“Success is a journey”, so said Arthur Ashe, legendary champion of the 60s and 70s who also had problems entering South Africa in the sad period of Apartheid. His success was definitely quite a journey, and his teachings are still relevant today. There is no doubt that the growth path, hard training and consistency are crucial aspects for the boys of the Tennis World Academy, an increasingly lively project in the heart of the country that once belonged to Nelson Mandela.
Towards the end of 2021, the guys from TWA returned to the workshop to train and improve. And that's where the technicians have to be good, giving the kids the right stimuli and the joy of getting up in the morning and come to the court to train. Judging by the first results of 2022, the TWA technicians have done an extraordinary job. After a couple of Open events in January, the weekend of February 4-5 marked the first youth events of the Tennis World Tour, in the renovated Ida's Valley club in Stellenbosch. Well, it was a triumph: the boys of the Tennis World Academy dominated all the scoreboards, from the children in the Under-10 category to the boys playing in the Under-16 category. An en-plein that couldn’t have been a coincidence. But let's go in order.
In the category of the youngest players, Gabriel Reyneke, a boy of just eight, who didn’t lose a set in his path to victory, won the title. In the final he overtook Italian Matteo Coppini (who’s also from the Tennis World Academy) 6-2, 6-2, giving a remarkable feeling of maturity and mastery of the situation. Reyneke promises to be one of the starlets of 2022, as he is making a name for himself in other tournaments as well. In addition to this tournament, he also prevailed in an Under-9 event played in Eversdal. He will have to be followed carefully.
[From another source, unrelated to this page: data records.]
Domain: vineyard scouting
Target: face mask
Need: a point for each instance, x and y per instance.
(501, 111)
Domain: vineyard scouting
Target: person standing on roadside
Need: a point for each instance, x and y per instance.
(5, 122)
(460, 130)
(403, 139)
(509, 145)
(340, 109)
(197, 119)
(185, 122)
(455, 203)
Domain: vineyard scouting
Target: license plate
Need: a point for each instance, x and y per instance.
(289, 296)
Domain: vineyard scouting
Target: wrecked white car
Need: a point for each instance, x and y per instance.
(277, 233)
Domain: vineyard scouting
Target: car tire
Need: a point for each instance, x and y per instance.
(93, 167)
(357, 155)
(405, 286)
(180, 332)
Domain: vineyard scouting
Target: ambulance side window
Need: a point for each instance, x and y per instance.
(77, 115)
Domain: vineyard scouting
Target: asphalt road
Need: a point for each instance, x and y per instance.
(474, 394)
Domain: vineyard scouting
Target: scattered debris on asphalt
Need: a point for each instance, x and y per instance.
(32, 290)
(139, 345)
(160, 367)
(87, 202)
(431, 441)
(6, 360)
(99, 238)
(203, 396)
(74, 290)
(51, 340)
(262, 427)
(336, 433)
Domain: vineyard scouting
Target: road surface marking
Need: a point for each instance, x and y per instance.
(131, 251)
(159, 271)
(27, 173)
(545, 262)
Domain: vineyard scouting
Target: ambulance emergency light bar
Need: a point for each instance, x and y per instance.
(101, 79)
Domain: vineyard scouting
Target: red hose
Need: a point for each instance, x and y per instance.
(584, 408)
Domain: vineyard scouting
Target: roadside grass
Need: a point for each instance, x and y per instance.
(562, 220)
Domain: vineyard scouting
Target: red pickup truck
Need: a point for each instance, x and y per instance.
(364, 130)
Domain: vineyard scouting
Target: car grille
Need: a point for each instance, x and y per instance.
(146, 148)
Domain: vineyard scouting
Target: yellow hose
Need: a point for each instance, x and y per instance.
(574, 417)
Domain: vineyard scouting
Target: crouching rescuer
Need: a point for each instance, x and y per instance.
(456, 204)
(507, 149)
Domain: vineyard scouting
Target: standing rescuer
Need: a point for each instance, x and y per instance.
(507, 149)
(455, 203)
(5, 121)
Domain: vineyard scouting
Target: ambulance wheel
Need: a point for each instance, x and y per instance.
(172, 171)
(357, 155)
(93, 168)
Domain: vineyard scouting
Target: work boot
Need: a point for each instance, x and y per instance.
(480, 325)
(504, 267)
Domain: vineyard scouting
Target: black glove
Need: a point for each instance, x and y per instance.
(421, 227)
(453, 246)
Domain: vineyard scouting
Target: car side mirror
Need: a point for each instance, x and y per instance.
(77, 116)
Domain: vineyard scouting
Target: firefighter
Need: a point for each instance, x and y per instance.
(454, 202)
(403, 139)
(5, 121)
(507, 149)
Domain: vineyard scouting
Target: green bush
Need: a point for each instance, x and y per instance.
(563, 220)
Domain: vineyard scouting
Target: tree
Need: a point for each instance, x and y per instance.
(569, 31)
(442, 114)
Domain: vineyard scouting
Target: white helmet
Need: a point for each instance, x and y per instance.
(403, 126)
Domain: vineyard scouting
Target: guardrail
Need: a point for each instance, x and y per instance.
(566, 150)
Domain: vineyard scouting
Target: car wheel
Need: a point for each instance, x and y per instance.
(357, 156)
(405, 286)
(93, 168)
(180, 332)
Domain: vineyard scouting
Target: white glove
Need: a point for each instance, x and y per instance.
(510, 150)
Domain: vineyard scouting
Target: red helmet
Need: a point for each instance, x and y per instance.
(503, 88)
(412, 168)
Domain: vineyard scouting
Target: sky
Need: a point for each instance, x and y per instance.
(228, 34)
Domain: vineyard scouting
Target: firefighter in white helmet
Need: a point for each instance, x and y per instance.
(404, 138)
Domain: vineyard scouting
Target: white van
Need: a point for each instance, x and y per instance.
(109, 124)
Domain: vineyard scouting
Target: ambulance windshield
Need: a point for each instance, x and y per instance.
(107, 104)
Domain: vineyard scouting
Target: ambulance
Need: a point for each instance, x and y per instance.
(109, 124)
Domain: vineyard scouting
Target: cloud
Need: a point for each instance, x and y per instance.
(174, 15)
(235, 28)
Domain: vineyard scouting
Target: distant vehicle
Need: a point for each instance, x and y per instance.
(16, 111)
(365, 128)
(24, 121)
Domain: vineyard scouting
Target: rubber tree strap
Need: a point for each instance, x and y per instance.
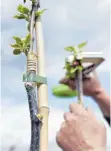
(35, 122)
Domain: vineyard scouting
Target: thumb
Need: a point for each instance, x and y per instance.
(69, 82)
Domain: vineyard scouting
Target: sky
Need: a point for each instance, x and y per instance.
(64, 23)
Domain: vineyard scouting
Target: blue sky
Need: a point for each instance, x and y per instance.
(65, 23)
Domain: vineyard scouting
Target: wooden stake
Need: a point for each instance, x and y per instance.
(79, 86)
(42, 89)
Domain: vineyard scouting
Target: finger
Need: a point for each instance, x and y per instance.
(62, 142)
(90, 113)
(68, 116)
(77, 109)
(63, 125)
(70, 82)
(64, 81)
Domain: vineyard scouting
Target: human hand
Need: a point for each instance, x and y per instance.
(81, 131)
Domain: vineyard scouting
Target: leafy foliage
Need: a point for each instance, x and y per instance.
(69, 67)
(24, 13)
(39, 13)
(23, 10)
(83, 44)
(21, 45)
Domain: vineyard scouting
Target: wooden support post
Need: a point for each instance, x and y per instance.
(79, 86)
(42, 89)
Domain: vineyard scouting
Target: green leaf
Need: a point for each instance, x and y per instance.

Also, among the Under-12s there was a final among the boys of the Tennis World Academy: ten-year-old Migael Roos, born in Somerset West and who’s just entered the category, won in the eight-player draw. He was not credited with a seed, but along the way he passed the second seed (Lord), and the no. 1 seed, Luka Weyers in the final, although the latter was forced to retire after losing the first set, in the tie-break.
The category changed, but the result did not change: even among the Under-14s there was a final between TWA players. Also in this case, the predictions of the eve were not respected: both the winner Nicolas Lourens and the finalist Giacomo Coppini were not part of the seeding. If it is true that at that age things can change quickly, it is another indication of the quality of the winter work carried out by the Tennis World Academy technicians. In particular, Coppini won two matches at the photo finish. In the semi-final he overtook the no. 1 seed Juvan Weyers 12-10 at the super tie-break, in the most exciting match of the weekend. But surrendered in the final with a score of 6-2, 6-4.
Laurens was the great protagonist of the weekend together with Reyneke: in addition to the title among the Under 14s, he reached the final in the older-age category. His path towards the Under-16 title was blocked by Oyama Fikiso, who’s come to be considered as a popular member of the TWA world, and a name well known by those who follow the circuit. Credited as the third seed, Fikiso didn't lose a set in the entire tournament but had to battle hard against an opponent two years younger, whom he defeated 7-5, 7-5.
The results of youth tournaments should not be taken as a gospel, but the competitiveness of the boys of the Tennis World Academy highlights the goodness of winter work, one that was done with a renewed structure and in an increasingly professional context.
All that remains is to wait for confirmation from the next tournaments. The Tennis World Tour will be back on the scene on the weekend of 19-20 February with some Open tournaments (open to players of all ages). The milestone of a hundred tournaments’ also approaching (as of now, there have been played 81 tournaments). An extraordinary achievement for a circuit that was born about a year and a half ago, and which has changed the way of experiencing tennis in the Stellenbosch area (and beyond). Without forgetting its beneficial function, since the funds raised are reinvested in the community, in particular in favour of the Tennis World Foundation. To date, over 43,000 Rand have been raised. But that's certainly not the end of it.